Initiative for Vaccine Research (IVR)

Parasitic Diseases

Introduction

Parasitic diseases caused by helminths and protozoa are major causes of human disease and misery in most countries of the tropics. They plague billions of people and kill millions annually, and inflict debilitating injuries such as blindness and disfiguration on additional millions. WHO estimates that one person in every four harbors parasitic worms. Attempts to develop vaccines against these pathogens have been hampered by the difficulty to cultivate them in vitro, the complexity of their multicellular organization and/or multistage development, added to their impressive antigenic variability.

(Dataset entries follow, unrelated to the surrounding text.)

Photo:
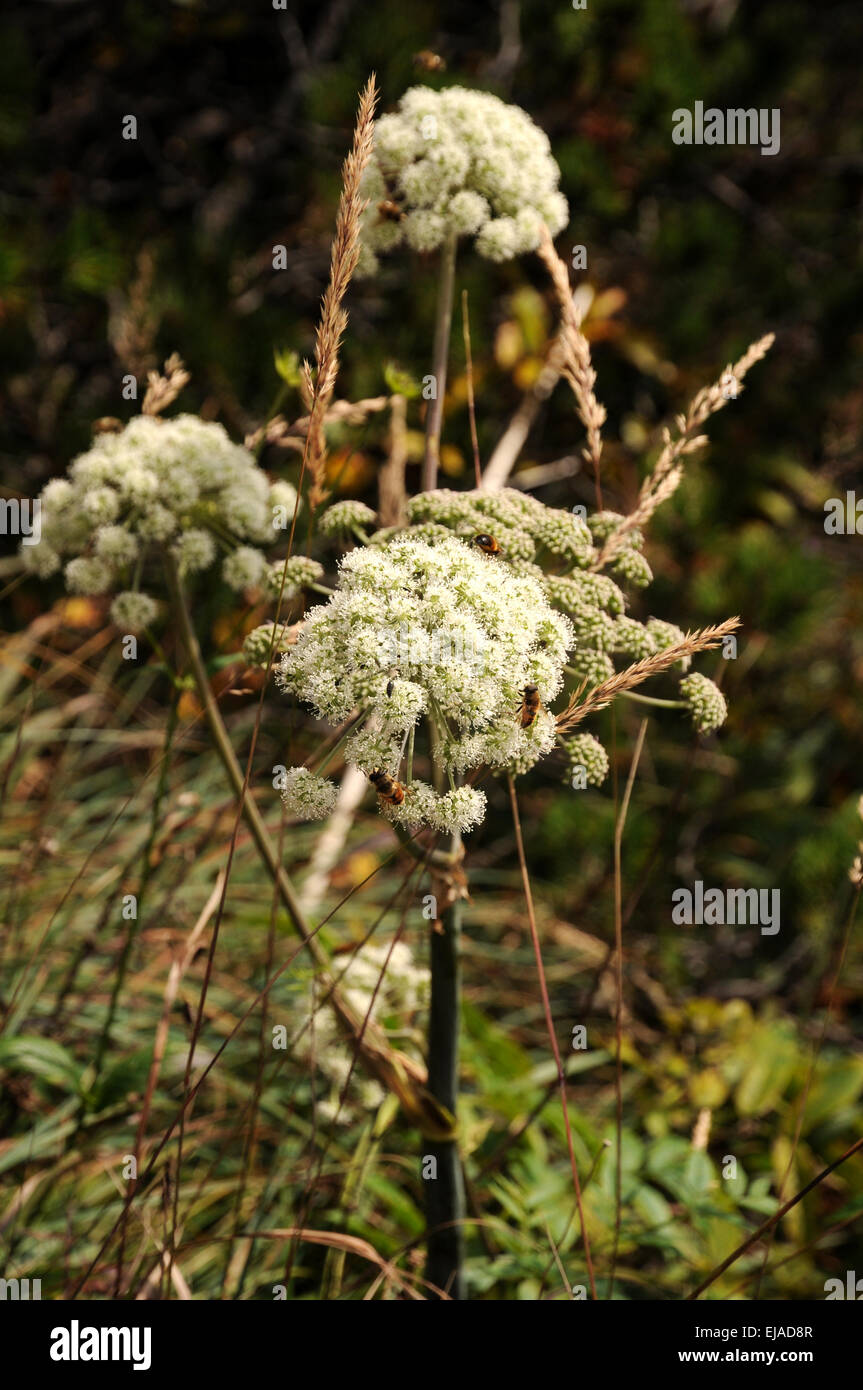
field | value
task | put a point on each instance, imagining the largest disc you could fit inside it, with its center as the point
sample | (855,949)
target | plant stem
(445,1191)
(444,319)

Although remarkable progress has been made in the last decade in the cloning and expression of protective antigens from a large number of parasites, the prospect of using these antigens for the development of preventive vaccines has been met with little enthusiasm from industrial vaccine manufacturers, due to general scepticism as to the capacity for defined antigens to elicit sterilizing immunity against complex organisms, especially metazoan organisms. Definite scientific and technical advances have nevertheless been made in recent years in the field, including the complete sequencing of the genome of Plasmodium falciparum, and quite a number of groups are now supporting research on vaccine development against parasitic diseases. Significant progress has been made over the past five years in the development of vaccines against malaria and leishmaniasis. Vaccine development efforts for Chagas’ disease (American trypanosomiasis) have been curtailed because of successful efforts at vector control, whereas vaccine development for African sleeping sickness (African trypanosiomiasis) still is hampered by the phenomenon of antigenic variability.